1 files changed, 110 insertions, 66 deletions
diff --git a/tools/llvm-mc/MC-X86Specific.cpp b/tools/llvm-mc/MC-X86Specific.cpp
index 45774cf..fec13ce 100644
--- a/tools/llvm-mc/MC-X86Specific.cpp
+++ b/tools/llvm-mc/MC-X86Specific.cpp
@@ -14,6 +14,7 @@
 
 #include "AsmParser.h"
 #include "llvm/MC/MCInst.h"
+#include "llvm/Support/SourceMgr.h"
 using namespace llvm;
 
 /// X86Operand - Instances of this class represent one X86 machine instruction.
@@ -30,78 +31,91 @@ struct AsmParser::X86Operand {
     } Reg;
 
     struct {
-      // FIXME: Should be a general expression.
-      int64_t Val;
+      MCValue Val;
     } Imm;
     
     struct {
       unsigned SegReg;
-      int64_t Disp;     // FIXME: Should be a general expression.
+      MCValue Disp;
       unsigned BaseReg;
+      unsigned IndexReg;
       unsigned Scale;
-      unsigned ScaleReg;
     } Mem;
   };
   
+  unsigned getReg() const {
+    assert(Kind == Register && "Invalid access!");
+    return Reg.RegNo;
+  }
+
   static X86Operand CreateReg(unsigned RegNo) {
     X86Operand Res;
     Res.Kind = Register;
     Res.Reg.RegNo = RegNo;
     return Res;
   }
-  static X86Operand CreateImm(int64_t Val) {
+  static X86Operand CreateImm(MCValue Val) {
     X86Operand Res;
     Res.Kind = Immediate;
     Res.Imm.Val = Val;
     return Res;
   }
-  static X86Operand CreateMem(unsigned SegReg, int64_t Disp, unsigned BaseReg,
-                              unsigned Scale, unsigned ScaleReg) {
+  static X86Operand CreateMem(unsigned SegReg, MCValue Disp, unsigned BaseReg,
+                              unsigned IndexReg, unsigned Scale) {
+    // If there is no index register, we should never have a scale, and we
+    // should always have a scale (in {1,2,4,8}) if we do.

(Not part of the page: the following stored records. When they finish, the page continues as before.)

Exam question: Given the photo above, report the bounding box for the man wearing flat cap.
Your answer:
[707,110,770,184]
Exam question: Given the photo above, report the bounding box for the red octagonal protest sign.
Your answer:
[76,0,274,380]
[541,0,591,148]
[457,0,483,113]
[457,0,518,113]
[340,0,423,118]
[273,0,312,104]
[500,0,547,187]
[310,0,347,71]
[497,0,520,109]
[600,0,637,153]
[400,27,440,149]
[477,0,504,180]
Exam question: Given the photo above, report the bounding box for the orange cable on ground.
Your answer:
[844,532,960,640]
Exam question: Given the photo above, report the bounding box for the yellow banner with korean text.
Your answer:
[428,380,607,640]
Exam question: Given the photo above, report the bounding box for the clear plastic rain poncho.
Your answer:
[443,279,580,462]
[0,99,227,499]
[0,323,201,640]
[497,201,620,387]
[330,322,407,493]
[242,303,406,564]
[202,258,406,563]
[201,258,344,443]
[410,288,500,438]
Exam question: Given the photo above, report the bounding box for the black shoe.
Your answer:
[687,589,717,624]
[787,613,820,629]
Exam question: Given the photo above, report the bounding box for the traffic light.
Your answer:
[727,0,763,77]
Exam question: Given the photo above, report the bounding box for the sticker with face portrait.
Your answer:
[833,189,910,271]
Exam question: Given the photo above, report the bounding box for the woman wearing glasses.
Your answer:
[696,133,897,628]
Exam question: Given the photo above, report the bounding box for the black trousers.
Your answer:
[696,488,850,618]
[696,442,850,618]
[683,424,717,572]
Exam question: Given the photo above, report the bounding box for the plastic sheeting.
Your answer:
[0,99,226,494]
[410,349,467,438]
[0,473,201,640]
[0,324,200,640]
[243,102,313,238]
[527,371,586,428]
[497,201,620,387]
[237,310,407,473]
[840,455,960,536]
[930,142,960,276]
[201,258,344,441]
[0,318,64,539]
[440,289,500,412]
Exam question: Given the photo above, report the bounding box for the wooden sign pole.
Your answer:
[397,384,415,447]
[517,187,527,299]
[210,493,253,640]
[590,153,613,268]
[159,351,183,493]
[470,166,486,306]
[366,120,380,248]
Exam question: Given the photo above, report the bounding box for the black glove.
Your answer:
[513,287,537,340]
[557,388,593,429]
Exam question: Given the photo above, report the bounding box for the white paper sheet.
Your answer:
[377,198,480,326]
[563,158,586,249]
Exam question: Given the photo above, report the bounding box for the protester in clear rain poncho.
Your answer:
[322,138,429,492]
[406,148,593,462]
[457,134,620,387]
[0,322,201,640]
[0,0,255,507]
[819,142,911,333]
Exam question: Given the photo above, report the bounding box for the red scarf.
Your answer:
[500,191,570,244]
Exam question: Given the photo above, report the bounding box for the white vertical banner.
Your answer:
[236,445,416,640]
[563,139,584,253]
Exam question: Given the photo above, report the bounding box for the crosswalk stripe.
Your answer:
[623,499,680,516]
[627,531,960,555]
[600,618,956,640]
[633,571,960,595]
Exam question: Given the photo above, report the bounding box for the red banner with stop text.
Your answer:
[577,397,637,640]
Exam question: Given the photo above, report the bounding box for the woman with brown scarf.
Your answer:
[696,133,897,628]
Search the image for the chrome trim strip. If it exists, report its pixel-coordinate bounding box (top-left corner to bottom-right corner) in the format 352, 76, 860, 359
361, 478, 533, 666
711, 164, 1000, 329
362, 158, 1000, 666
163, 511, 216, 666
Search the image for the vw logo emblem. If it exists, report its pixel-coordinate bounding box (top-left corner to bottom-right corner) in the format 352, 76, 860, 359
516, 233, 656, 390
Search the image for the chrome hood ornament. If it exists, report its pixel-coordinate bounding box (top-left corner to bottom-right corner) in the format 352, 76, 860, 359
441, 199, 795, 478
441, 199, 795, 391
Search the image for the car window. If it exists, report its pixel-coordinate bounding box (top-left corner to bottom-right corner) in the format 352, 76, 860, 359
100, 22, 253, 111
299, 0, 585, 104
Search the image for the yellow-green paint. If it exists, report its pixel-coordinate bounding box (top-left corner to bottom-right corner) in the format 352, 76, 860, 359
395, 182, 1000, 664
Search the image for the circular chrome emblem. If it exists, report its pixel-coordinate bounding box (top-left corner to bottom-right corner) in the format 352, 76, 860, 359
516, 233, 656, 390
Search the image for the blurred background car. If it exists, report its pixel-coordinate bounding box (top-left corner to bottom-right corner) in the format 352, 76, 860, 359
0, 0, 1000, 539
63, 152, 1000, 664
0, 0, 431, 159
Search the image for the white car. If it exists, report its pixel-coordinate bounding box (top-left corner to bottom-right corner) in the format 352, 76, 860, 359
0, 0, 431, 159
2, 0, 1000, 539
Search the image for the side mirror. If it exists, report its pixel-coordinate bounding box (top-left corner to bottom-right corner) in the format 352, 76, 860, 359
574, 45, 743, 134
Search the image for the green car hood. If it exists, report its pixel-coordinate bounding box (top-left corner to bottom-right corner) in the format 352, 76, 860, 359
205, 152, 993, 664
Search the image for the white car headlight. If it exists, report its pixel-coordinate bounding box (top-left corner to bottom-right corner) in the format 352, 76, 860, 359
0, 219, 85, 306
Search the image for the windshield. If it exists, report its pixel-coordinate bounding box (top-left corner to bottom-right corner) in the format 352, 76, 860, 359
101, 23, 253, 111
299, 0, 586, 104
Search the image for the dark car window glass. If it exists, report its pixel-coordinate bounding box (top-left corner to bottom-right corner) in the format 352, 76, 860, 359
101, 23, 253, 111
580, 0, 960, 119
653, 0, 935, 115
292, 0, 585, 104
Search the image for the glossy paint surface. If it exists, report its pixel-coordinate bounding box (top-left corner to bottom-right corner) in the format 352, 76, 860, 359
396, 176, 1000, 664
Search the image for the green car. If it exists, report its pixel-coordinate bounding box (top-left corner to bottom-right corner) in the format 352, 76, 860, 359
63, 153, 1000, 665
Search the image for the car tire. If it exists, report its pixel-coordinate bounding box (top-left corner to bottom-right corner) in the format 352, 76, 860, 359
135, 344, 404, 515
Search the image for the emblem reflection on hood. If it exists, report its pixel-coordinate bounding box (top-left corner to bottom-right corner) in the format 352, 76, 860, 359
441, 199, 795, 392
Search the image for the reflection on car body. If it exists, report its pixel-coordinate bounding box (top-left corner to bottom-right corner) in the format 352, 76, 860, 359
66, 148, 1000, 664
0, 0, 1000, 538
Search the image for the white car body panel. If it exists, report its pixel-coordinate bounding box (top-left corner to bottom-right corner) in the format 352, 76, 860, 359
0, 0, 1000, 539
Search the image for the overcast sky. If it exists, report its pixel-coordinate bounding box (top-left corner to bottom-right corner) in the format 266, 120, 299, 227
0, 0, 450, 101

+    assert(((Scale == 0 && !IndexReg) ||
+            (IndexReg && (Scale == 1 || Scale == 2 || 
+                          Scale == 4 || Scale == 8))) &&
+           "Invalid scale!");
     X86Operand Res;
     Res.Kind = Memory;
     Res.Mem.SegReg   = SegReg;
     Res.Mem.Disp     = Disp;
     Res.Mem.BaseReg  = BaseReg;
+    Res.Mem.IndexReg = IndexReg;
     Res.Mem.Scale    = Scale;
-    Res.Mem.ScaleReg = ScaleReg;
     return Res;
   }
-  
-  void AddToMCInst(MCInst &I) {
-    // FIXME: Add in x86 order here.
-  }
 };
 
+bool AsmParser::ParseX86Register(X86Operand &Op) {
+  assert(Lexer.getKind() == asmtok::Register && "Invalid token kind!");
+
+  // FIXME: Decode register number.
+  Op = X86Operand::CreateReg(123);
+  Lexer.Lex(); // Eat register token.
+
+  return false;
+}
+
 bool AsmParser::ParseX86Operand(X86Operand &Op) {
   switch (Lexer.getKind()) {
   default:
     return ParseX86MemOperand(Op);
   case asmtok::Register:
-    // FIXME: Decode reg #.
     // FIXME: if a segment register, this could either be just the seg reg, or
     // the start of a memory operand.
-    Op = X86Operand::CreateReg(123);
-    Lexer.Lex(); // Eat register.
-    return false;
+    return ParseX86Register(Op);
   case asmtok::Dollar: {
     // $42 -> immediate.
     Lexer.Lex();
-    int64_t Val;
-    if (ParseExpression(Val))
-      return TokError("expected integer constant");
-    Op = X86Operand::CreateReg(Val);
+    MCValue Val;
+    if (ParseRelocatableExpression(Val))
+      return true;
+    Op = X86Operand::CreateImm(Val);
     return false;
-  case asmtok::Star:
+  }
+  case asmtok::Star: {
     Lexer.Lex(); // Eat the star.
     
     if (Lexer.is(asmtok::Register)) {
-      Op = X86Operand::CreateReg(123);
-      Lexer.Lex(); // Eat register.
+      if (ParseX86Register(Op))
+        return true;
     } else if (ParseX86MemOperand(Op))
       return true;
 
-    // FIXME: Note that these are 'dereferenced' so that clients know the '*' is
-    // there.
+    // FIXME: Note the '*' in the operand for use by the matcher.
     return false;
   }
   }
@@ -116,9 +130,9 @@ bool AsmParser::ParseX86MemOperand(X86Operand &Op) {
   // of a memory operand with a missing displacement "(%ebx)" or "(,%eax)".  The
   // only way to do this without lookahead is to eat the ( and see what is after
   // it.
-  int64_t Disp = 0;
+  MCValue Disp = MCValue::get(0, 0, 0);
   if (Lexer.isNot(asmtok::LParen)) {
-    if (ParseExpression(Disp)) return true;
+    if (ParseRelocatableExpression(Disp)) return true;
     
     // After parsing the base expression we could either have a parenthesized
     // memory address or not.  If not, return now.  If so, eat the (.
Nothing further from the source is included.